Join our panel of experts as they explore how spray drying can be applied to enhance the stability, bioavailability, and manufacturability of various molecules, including peptides, oligonucleotides, small molecules, monoclonal antibodies, and nutraceuticals. This session will cover the latest innovations in spray drying technology, and provide valuable insights into formulation development, process parameters optimization, and large-scale production. Attendees will also learn how to maintain molecular integrity during the spray drying process and leverage in-silico tools to streamline commercialization.
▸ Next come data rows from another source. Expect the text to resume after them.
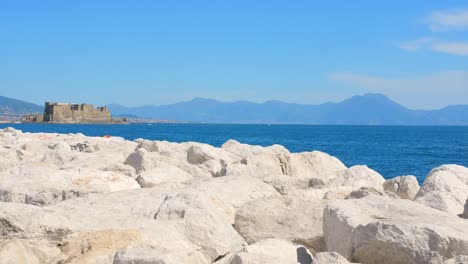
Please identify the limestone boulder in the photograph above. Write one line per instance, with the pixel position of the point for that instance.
(329, 257)
(44, 168)
(283, 217)
(354, 177)
(142, 160)
(404, 186)
(24, 251)
(229, 193)
(148, 145)
(366, 191)
(378, 229)
(201, 223)
(269, 251)
(244, 150)
(165, 173)
(129, 209)
(169, 256)
(23, 220)
(314, 164)
(465, 211)
(445, 189)
(457, 260)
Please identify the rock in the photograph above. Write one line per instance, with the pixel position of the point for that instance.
(378, 229)
(445, 189)
(404, 186)
(163, 174)
(285, 217)
(148, 145)
(21, 251)
(131, 256)
(42, 169)
(366, 191)
(229, 193)
(314, 164)
(24, 220)
(269, 251)
(465, 211)
(329, 257)
(142, 160)
(129, 209)
(202, 223)
(183, 226)
(354, 177)
(457, 260)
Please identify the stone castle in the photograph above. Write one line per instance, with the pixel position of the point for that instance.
(65, 113)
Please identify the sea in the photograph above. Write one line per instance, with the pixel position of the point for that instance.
(390, 150)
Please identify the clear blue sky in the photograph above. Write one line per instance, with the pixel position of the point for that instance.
(158, 52)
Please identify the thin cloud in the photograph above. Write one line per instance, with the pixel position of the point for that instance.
(456, 19)
(416, 45)
(423, 92)
(428, 44)
(455, 48)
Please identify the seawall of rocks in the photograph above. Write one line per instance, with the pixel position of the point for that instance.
(68, 198)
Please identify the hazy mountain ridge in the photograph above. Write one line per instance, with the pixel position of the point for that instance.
(14, 107)
(369, 109)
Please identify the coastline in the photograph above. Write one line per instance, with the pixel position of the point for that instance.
(215, 204)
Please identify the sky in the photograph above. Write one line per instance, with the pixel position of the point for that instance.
(159, 52)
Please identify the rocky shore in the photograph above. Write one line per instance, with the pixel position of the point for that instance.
(68, 198)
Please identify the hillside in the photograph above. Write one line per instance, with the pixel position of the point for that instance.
(369, 109)
(14, 109)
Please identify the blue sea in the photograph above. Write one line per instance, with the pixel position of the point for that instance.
(390, 150)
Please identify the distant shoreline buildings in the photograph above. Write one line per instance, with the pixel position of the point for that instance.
(68, 113)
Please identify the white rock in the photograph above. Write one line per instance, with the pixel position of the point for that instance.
(314, 164)
(329, 258)
(445, 189)
(25, 220)
(202, 223)
(457, 260)
(285, 217)
(366, 191)
(20, 251)
(150, 146)
(229, 193)
(404, 186)
(43, 169)
(465, 211)
(269, 251)
(354, 177)
(377, 229)
(162, 174)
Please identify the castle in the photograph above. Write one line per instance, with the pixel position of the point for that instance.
(65, 113)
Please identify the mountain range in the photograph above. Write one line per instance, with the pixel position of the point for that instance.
(368, 109)
(15, 108)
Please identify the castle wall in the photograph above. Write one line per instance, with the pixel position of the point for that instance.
(76, 114)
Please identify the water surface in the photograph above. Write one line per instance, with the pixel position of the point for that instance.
(390, 150)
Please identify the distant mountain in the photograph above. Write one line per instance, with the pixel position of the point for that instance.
(369, 109)
(13, 107)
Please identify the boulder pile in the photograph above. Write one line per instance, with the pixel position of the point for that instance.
(68, 198)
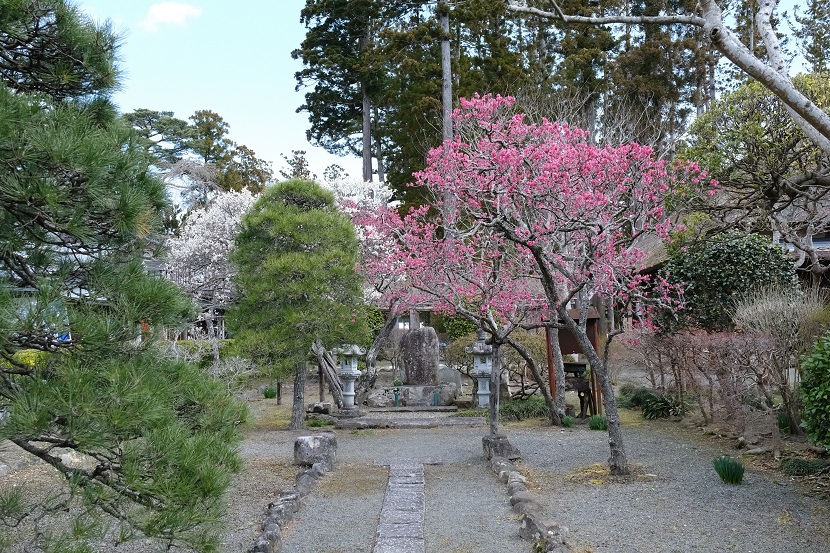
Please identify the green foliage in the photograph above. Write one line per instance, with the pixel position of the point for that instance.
(296, 256)
(815, 392)
(597, 422)
(714, 273)
(632, 397)
(785, 422)
(521, 409)
(79, 210)
(793, 466)
(73, 58)
(730, 470)
(661, 406)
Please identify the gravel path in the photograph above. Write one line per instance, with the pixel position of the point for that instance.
(674, 503)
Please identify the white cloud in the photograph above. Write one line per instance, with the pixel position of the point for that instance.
(169, 13)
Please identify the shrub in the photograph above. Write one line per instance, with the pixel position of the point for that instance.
(597, 422)
(520, 409)
(815, 392)
(794, 466)
(661, 406)
(631, 396)
(785, 422)
(730, 470)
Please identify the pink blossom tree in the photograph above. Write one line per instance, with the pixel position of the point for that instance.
(473, 274)
(569, 215)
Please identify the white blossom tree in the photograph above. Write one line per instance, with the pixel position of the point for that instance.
(198, 259)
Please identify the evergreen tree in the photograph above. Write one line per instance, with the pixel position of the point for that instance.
(80, 316)
(295, 258)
Whether you’re working with small-scale experimental formulations or preparing for commercial manufacturing, this webinar will equip you with actionable strategies needed to optimize your development pipeline and succeed in spray drying applications.
Key Learning Objectives:
Discover how spray drying extends beyond amorphous solid dispersions to tackle the stabilization and manufacturing challenges of complex compounds, including peptides, oligonucleotides, and biologics
Learn effective strategies for scaling up spray drying processes from lab-scale to commercial production, while ensuring product consistency, cGMP compliance, and regulatory adherence
Gain insights into advanced methods for analyzing spray-dried powders, including their particle size distribution, morphology, and flow properties, to ensure optimal performance of diverse pharmaceutical formulations beyond ASDs
Featured Speakers
Lisa Caralli
Senior Director, Scientific Advisory
Catalent
Lisa Caralli
is senior director of scientific advisory at Catalent, overseeing small molecule and peptide scientific support for North America. She has over 30 years of industry experience in pharmaceutical research and development, with a focus on early-phase approaches to the chemistry manufacturing and control of small molecules and peptides. Caralli has held previous product development positions at Ionis Pharmaceuticals, Amylin Pharmaceuticals, and the Immune Response Corporation. She holds a bachelor of science in biochemistry from the University of California, Davis.
Nathan Bennette
Director, Scientific Advisory
Catalent
Nathan Bennette
is the director of scientific advisory at Catalent. He is also a member of Catalent’s small molecule advisory team for North America. In this capacity he works directly with partners to understand the key drug delivery objectives for their specific molecule, collaborate on the target product profile, and define a strategy for the development program. He has over 15 years of experience in pharmaceutical development and delivery with an emphasis in bioavailability enhancement. Bennette is particularly interested in the application of the scientific method early in the design and development process, along with improving clinical outcomes by bringing a ‘right the first time’ approach to formulation and process design. He holds a master’s degree in inorganic and organometallic chemistry from the University of Washington.
Andrew Birkmire
Senior Process Scientist and OSD Manager
GEA
Andrew Birkmire
is a senior process scientist and OSD manager at GEA. His responsibilities include all internal and on-site process testing and development for North American pharmaceutical applications. Birkmire’s background includes extensive experience in coating, drying, and granulation technologies, with a focus on continuous manufacturing processes.
Nima Yazdanpanah
Principal Consultant
Procegence
Nima Yazdanpanah
is a consultant on advanced manufacturing and modeling and simulation applications in bio/pharmaceutical and fine chemical industries. His area of expertise covers process design and development, continuous manufacturing, process simulation, particulate matters, digitalization, and regulation. Prior to starting Procegence, his consultancy firm, Yazdanpanah was a research scientist with the US Food and Drug Administration. He was appointed as a member of an expert team for advancement of emerging technologies to modernize pharmaceutical manufacturing. With 20 years of diverse experience in different industries—including petrochemicals and specialty chemicals, food, and pharmaceuticals—he has worked in R&D, process design, and MSAT sections. At Procegence, he helps companies with process development, scaling-up, optimization, and tech transfer. He aims to bring his clients’ product to market faster, better, and at lower cost.
Trishul Shah
Director Global Sales and Marketing, Head of Sales, Americas
PolyPeptide
Trishul Shah
is the Director of Business Development and Head of North American Sales for the PolyPeptide Group. He is involved in industry peer groups such as the TIDES Advisory committee, Boulder Peptide Symposium Scientific Board, a member of the PolyPeptide Group’s Executive Strategic Team in the US and member of the Global Management Group at PolyPeptide. Trishul joined the PolyPeptide Group as a peptide chemist in 2005 and in 2007 joined Allergan as a pre-formulation chemist. Upon returning to PolyPeptide in 2009, Trishul joined the Business Development group.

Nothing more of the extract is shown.